Defendant also argues that there was no evidence at the preliminary hearing that he knew or should have known the car was stolen, or that he had anything to do with the theft. However, evidence was introduced which showed that the vehicle and engine identification numbers had been altered, from which the magistrate could infer that defendant knew the car was stolen. Guilty knowledge may be inferred from the facts proved. (People v. Reed, 190 Cal.App.2d 344, 353, 11 Cal.Rptr. 780.)

Here, the evidence introduced at the preliminary hearing established the following facts: The Model 1966 Volkswagen had been stolen; plaintiff was in possession of the stolen car; he left it at the auto agency after offering to sell it for $1,600; he furnished the dealer with forged evidence of title, and he received a $1,600 check as consideration for the car. A prima facie case of obtaining money or property under false pretenses was established when the dealer was induced to part with the check in exchange for the car.

Finally, defendant maintains that the evidence was insufficient to sustain his conviction of grand theft. He contends there was no evidence that he ever made any representation that he was the owner of the 1966 Volkswagen, and there was no evidence that he knew that the Volkswagen had been stolen or that the documents of title were imperfect.

To establish a theft by false pretenses, it is necessary that the defendant made a false pretense or representation with intent to defraud the owner of his property, and to prove that the owner was, in fact, defrauded. (People v. Ashley, 42 Cal.2d 246, 259, 267 P.2d 271.) To establish the commission of the crime of grand theft sounding in false pretenses, the following factors must be proved: (1) The making of a false representation; (2) knowledge that the representation is false with intent to deprive the owner of his property; and (3) proof that the owner was actually defrauded and that he parted with his property in reliance on false representations. (People v. Parker, 235 Cal.App.2d 86, 92, 44 Cal.Rptr. 900; People v. Platt, 124 Cal.App.2d 123 132, 268 P.2d 529.) Intent to defraud is an essential element of grand theft by false pretenses, but such intention is inferable from the facts. (People v. Conlon, 207 Cal.App.2d 86, 92, 24 Cal.Rptr. 219; People v. Henderson, 79 Cal.App.2d 94, 118, 179 P.2d 406.) Knowledge may also be inferred. (People v. Reed, Supra, 190 Cal.App.2d 344, 353, 11 Cal.Rptr. 780.)

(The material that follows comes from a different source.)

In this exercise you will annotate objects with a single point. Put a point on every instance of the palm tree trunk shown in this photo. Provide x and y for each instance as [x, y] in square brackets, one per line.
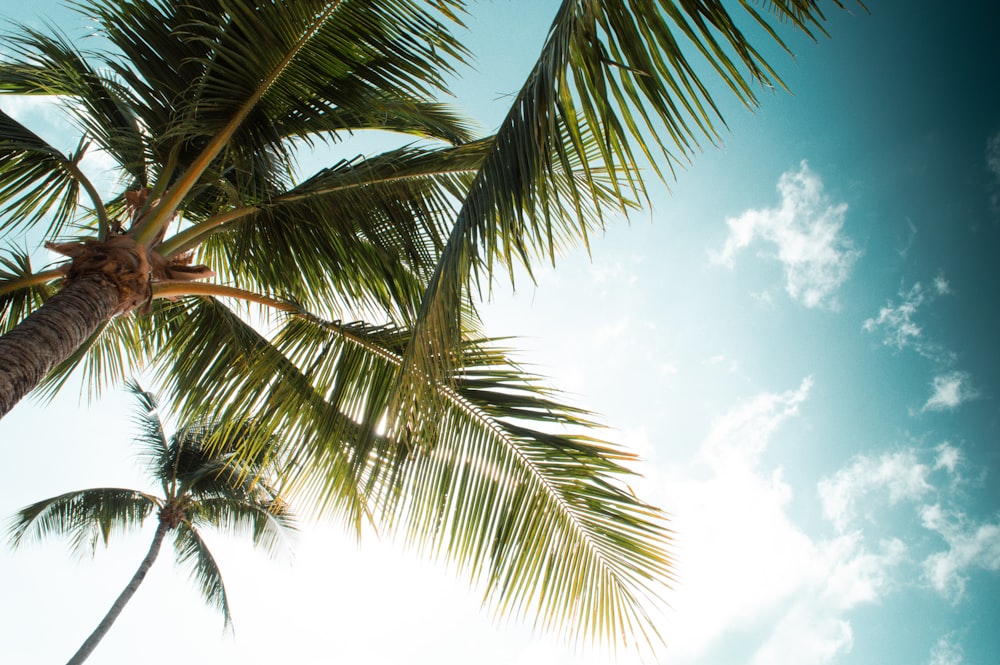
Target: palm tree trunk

Proof of a false factual representation need not be by words alone; it may be implied from conduct; it may be made either expressly or by implication; the form of the words in which the pretense is couched is immaterial; if the words or conduct are intended to create the impression that defendant is making a representation as to a present fact, the pretense is within the statute. (People v. Staver, 115 Cal.App.2d 711, 717, 252 P.2d 700; People v. Mace, 71 Cal.App. 10, 21, 234 P. 841.)

While defendant strongly urges that there was no proof that he was involved in a theft of the Volkswagen, he was not convicted of auto theft but of inducing the auto agency owner to part with $1,600 for the stolen automobile. The evidence of his guilt was overwhelming. The jury could have inferred that he purchased the damaged chassis using the name of ‘Bill Iverson,’ or that it was purchased in his behalf; he presented the false and forged documents depicting title to the auto agency; and he offered to sell the stolen car by use of forged documents of ownership, for which he received the $1,600 check in which ‘Bill Iverson’ was designated as payee; the check was deposited in the Bank of America bank account of Bill Iverson and he had been seen in the bank on several occasions; he was identified as being the same person as Bill Iverson; since he was in the business of rebuilding salvaged automobiles, it can be inferred that he possessed the tools for changing the identification numbers. The foregoing evidence was sufficient to sustain his conviction.

The judgment of conviction is affirmed.

KERRIGAN, Associate Justice.

McCABE, P.J., and GARDNER, J. pro tem,[FN*] concur.